あらゆる要素を加味して、目の前のショットを成功に導くために何をすればよいかを考える“Think Time”

集めた情報をもとに打ちたい球筋を割り出す“Decision Making”

それを実行する“Do Time”の3つです。

「54ビジョン」では、このプロセスを明確にするために「シンクボックス~Think Box」「プレーボックス~Play Box」を活用します。

ボールの後方1メートルのところに、1本の線=ラインがあるところをイメージします。蛍光塗料で描かれた線を思い描くとより鮮明にイメージできます。そのラインを境界にして「シンクボックス」と「プレーボックス」の2つのエリアに分けます。

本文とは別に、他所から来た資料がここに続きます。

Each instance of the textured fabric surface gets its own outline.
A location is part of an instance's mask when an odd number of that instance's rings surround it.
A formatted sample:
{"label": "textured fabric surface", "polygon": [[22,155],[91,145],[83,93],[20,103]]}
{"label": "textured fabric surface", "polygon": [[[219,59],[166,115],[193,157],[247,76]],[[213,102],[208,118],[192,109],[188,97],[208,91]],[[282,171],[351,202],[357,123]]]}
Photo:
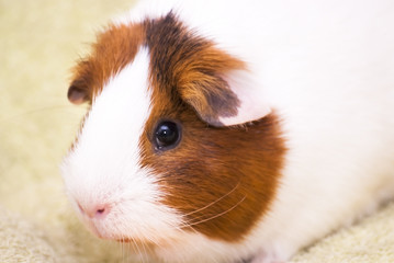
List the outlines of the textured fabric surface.
{"label": "textured fabric surface", "polygon": [[[58,171],[86,108],[69,69],[94,32],[133,0],[0,0],[0,262],[127,262],[79,224]],[[293,262],[394,262],[394,205]]]}

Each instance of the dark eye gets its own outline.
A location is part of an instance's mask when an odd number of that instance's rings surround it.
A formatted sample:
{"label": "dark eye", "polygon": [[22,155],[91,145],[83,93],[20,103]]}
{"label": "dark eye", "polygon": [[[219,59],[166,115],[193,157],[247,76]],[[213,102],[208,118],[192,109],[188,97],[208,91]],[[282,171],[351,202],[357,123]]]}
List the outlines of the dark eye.
{"label": "dark eye", "polygon": [[172,149],[179,144],[180,135],[181,132],[178,124],[169,121],[159,123],[155,132],[155,142],[157,149]]}

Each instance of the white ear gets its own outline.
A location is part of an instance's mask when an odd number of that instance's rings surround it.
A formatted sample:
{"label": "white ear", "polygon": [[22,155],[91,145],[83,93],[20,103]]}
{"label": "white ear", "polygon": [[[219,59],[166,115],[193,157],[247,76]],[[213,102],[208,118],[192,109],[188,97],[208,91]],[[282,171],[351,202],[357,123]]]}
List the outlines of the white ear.
{"label": "white ear", "polygon": [[239,101],[237,114],[219,117],[224,126],[239,125],[260,119],[271,113],[263,87],[247,70],[233,70],[223,79]]}

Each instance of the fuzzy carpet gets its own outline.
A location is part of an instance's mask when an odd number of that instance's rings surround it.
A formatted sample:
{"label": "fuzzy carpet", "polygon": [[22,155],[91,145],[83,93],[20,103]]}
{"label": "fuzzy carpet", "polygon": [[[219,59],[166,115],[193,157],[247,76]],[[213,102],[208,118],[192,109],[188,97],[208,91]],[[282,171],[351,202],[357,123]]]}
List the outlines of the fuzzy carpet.
{"label": "fuzzy carpet", "polygon": [[[58,164],[83,115],[66,100],[69,68],[133,0],[0,0],[0,262],[128,262],[76,219]],[[293,262],[394,262],[394,205]]]}

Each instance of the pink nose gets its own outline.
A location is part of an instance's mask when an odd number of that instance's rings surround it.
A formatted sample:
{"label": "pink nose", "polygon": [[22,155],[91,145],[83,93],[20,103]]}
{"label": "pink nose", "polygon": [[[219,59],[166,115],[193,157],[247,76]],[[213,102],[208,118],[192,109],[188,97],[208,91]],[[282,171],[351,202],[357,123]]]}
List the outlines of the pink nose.
{"label": "pink nose", "polygon": [[88,204],[82,206],[78,203],[78,208],[82,215],[89,218],[103,218],[110,213],[110,206],[108,204]]}

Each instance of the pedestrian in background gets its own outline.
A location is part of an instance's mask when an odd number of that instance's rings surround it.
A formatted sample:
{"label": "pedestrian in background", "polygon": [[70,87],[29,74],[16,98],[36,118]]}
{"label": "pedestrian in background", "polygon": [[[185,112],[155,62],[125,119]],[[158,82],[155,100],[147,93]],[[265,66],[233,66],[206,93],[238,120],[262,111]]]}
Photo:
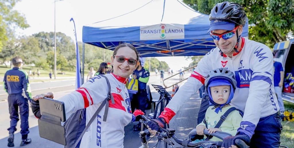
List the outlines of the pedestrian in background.
{"label": "pedestrian in background", "polygon": [[[275,55],[273,53],[274,57]],[[281,113],[281,119],[284,118],[284,112],[285,108],[284,103],[282,99],[282,89],[284,82],[284,69],[282,63],[274,60],[274,89],[278,98],[278,103],[280,106],[280,112]]]}
{"label": "pedestrian in background", "polygon": [[38,77],[39,77],[40,76],[40,75],[41,74],[41,72],[40,71],[39,71],[39,69],[38,69],[37,71],[37,74],[38,75]]}
{"label": "pedestrian in background", "polygon": [[[140,110],[145,113],[145,110],[147,107],[147,91],[146,85],[149,80],[150,74],[147,68],[144,67],[144,60],[140,57],[139,60],[140,64],[138,68],[134,71],[133,78],[138,79],[138,92],[133,95],[133,99],[131,101],[132,106],[132,112],[135,109]],[[141,130],[141,123],[134,126],[134,131],[139,131]]]}
{"label": "pedestrian in background", "polygon": [[[19,120],[18,109],[20,115],[20,127],[21,130],[21,142],[20,146],[24,146],[31,143],[31,139],[28,138],[29,130],[29,103],[32,96],[30,84],[29,82],[28,73],[23,70],[23,62],[21,58],[16,57],[12,59],[14,67],[8,70],[5,74],[3,80],[4,89],[8,93],[8,106],[10,115],[10,127],[7,130],[9,131],[8,147],[14,147],[14,132],[17,122]],[[23,93],[23,90],[24,93]]]}
{"label": "pedestrian in background", "polygon": [[51,73],[51,72],[50,72],[50,73],[49,73],[49,78],[50,79],[50,81],[51,81],[51,79],[52,79],[52,73]]}
{"label": "pedestrian in background", "polygon": [[160,83],[162,83],[163,81],[164,74],[164,71],[163,69],[160,70]]}
{"label": "pedestrian in background", "polygon": [[[89,73],[88,73],[88,75],[87,76],[87,80],[88,81],[88,80],[91,79],[95,75],[95,71],[94,71],[94,68],[93,67],[91,67],[91,68],[90,68],[90,71],[89,72]],[[88,77],[89,77],[88,79]]]}
{"label": "pedestrian in background", "polygon": [[101,64],[100,64],[99,69],[98,69],[98,71],[95,74],[95,75],[106,74],[106,71],[108,69],[107,63],[104,62],[101,63]]}

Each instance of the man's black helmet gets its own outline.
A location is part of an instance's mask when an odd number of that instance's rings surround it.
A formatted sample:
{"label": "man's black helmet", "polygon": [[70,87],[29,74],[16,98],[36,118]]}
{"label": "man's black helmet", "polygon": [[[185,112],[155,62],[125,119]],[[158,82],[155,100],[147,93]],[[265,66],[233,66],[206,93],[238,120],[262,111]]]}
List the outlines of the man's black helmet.
{"label": "man's black helmet", "polygon": [[244,8],[239,4],[226,1],[214,6],[209,15],[209,21],[232,22],[244,27],[246,17]]}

画像: 野球でいうところのネクストバッターズサークルのようなもの。状況判断やクラブ選択などはここですべて済ませておこう。素振りもシンクボックスの中だ

野球でいうところのネクストバッターズサークルのようなもの。状況判断やクラブ選択などはここですべて済ませておこう。素振りもシンクボックスの中だ

「シンクボックス」ではライや風の状況を観察。スウィングのチェックポイントを確認し、頭の中のコンピュータを駆使してこれから打つショットの青写真を描きます。

打つショットをイメージし、「こうする!」と決めたら、仮想のラインを越えて「プレーボックス」に入ってボールと向き合います。3つのプロセスのうち、2番目の“Decision Making”までを「シンクボックス」で完成させるのです。

車を運転するときにハンドルを
どれくらい回す、なんて考えますか?

画像: プレーボックスのラインを跨いだら、スウィングのことは考えない

プレーボックスのラインを跨いだら、スウィングのことは考えない

いったん「プレーボックス」に足を踏み入れたら、スウィングのメカニックなど余計なことは考えず、自分とターゲットだけの世界に浸って体が動くままに任せましょう。

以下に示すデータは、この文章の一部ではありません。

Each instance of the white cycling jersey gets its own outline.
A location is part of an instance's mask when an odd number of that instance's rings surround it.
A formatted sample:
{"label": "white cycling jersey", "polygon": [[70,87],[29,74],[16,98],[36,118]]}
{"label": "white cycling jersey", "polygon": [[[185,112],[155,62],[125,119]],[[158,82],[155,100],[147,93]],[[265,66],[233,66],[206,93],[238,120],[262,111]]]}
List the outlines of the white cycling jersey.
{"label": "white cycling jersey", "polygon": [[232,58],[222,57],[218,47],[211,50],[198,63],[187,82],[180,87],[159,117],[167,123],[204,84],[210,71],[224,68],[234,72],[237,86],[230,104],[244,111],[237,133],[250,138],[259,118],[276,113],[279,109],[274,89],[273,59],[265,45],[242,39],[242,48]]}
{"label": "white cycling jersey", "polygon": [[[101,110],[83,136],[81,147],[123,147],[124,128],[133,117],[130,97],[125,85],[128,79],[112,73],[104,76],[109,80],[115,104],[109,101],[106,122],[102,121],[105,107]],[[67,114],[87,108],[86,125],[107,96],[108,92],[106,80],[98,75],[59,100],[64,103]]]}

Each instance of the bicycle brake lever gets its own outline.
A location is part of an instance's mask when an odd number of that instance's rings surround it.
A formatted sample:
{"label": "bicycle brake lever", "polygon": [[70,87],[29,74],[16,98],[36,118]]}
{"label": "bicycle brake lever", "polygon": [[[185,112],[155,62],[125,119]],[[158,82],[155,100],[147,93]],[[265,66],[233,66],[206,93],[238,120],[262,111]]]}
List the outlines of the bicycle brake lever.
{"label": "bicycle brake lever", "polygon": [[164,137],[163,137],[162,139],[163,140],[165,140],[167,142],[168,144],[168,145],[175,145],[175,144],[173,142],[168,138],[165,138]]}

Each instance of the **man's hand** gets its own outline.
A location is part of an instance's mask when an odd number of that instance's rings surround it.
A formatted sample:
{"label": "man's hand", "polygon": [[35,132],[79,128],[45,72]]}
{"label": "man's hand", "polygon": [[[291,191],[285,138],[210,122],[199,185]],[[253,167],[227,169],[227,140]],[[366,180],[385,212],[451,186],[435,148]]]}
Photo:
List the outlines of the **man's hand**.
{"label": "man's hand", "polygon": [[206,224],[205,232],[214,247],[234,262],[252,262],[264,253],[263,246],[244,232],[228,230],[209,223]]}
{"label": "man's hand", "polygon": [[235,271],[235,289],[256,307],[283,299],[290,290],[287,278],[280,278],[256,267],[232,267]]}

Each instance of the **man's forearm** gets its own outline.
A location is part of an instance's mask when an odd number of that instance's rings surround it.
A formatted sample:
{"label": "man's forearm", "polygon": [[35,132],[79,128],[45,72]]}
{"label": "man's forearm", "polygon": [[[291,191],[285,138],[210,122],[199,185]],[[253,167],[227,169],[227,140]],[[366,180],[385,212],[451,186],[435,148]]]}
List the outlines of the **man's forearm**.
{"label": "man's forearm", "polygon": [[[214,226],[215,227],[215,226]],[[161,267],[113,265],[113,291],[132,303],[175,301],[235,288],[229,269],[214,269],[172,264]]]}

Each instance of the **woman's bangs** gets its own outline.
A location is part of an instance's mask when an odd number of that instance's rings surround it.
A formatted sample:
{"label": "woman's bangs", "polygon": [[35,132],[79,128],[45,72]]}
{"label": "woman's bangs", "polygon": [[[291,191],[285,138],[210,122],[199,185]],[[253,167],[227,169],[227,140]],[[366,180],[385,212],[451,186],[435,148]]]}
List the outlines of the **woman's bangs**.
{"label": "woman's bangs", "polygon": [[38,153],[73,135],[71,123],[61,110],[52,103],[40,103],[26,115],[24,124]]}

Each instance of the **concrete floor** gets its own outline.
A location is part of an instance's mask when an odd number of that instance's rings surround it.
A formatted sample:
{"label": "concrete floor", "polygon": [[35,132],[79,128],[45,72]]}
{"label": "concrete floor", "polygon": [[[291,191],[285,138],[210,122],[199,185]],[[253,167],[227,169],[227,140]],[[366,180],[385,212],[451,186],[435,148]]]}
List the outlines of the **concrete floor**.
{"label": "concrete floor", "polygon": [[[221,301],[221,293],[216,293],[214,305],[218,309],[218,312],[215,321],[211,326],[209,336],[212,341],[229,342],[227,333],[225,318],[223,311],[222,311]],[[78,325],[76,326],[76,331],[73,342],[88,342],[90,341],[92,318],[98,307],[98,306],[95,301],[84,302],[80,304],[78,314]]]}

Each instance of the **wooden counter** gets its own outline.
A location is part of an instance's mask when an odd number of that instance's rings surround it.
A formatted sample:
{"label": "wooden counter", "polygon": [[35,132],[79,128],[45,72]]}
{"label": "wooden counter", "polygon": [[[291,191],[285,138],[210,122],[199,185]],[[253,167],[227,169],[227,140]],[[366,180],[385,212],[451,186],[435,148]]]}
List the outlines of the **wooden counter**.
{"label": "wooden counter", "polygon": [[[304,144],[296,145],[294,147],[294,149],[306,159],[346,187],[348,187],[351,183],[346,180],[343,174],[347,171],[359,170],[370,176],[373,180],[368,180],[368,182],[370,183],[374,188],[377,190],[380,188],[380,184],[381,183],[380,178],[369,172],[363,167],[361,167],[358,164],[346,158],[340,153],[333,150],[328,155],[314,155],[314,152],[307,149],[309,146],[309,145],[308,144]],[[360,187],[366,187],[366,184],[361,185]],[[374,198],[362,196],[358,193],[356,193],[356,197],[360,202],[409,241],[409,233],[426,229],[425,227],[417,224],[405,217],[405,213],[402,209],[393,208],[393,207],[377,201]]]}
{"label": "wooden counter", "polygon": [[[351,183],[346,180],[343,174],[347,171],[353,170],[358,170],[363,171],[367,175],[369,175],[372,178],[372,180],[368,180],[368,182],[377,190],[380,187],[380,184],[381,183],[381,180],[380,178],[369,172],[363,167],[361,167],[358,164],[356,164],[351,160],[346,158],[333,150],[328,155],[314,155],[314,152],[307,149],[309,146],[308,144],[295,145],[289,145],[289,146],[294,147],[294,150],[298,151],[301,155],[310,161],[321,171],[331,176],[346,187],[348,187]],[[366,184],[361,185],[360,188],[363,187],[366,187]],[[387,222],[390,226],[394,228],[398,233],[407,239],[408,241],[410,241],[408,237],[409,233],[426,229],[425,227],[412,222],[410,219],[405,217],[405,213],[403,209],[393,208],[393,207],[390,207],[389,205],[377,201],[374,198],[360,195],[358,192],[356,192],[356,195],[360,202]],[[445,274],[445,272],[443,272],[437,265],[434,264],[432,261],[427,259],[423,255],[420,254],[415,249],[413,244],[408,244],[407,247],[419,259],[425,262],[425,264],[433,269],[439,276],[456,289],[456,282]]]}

画像: プレーボックスではスウィングのことなどメカニックなことは考えない。ちなみに人間の脳が意識的に集中力を保てるのは6秒から10秒。それ以上長い時間をアドレスにかければ、意識は散漫になる。構えが長すぎたな、と感じたら「シンクボックス」に戻るようにしよう

プレーボックスではスウィングのことなどメカニックなことは考えない。ちなみに人間の脳が意識的に集中力を保てるのは6秒から10秒。それ以上長い時間をアドレスにかければ、意識は散漫になる。構えが長すぎたな、と感じたら「シンクボックス」に戻るようにしよう

「プレーボックス」ですべきことは車の運転と同じです。運転中、左折するとき、ハンドルを何十度左に回すとか手の位置のことは考えませんよね? 無意識に一連の動作をやっています。それをゴルフでもやればいいのです。

構えてから「どこかしっくりこない」と思ったら、ラインを越えて再び「シンクボックス」に戻り、頭の中を整理してから、「プレーボックス」に帰る。これらのプロセスが無意識にできるようになったとき、ナイスショットの確率は驚くほどに上がっているはずです。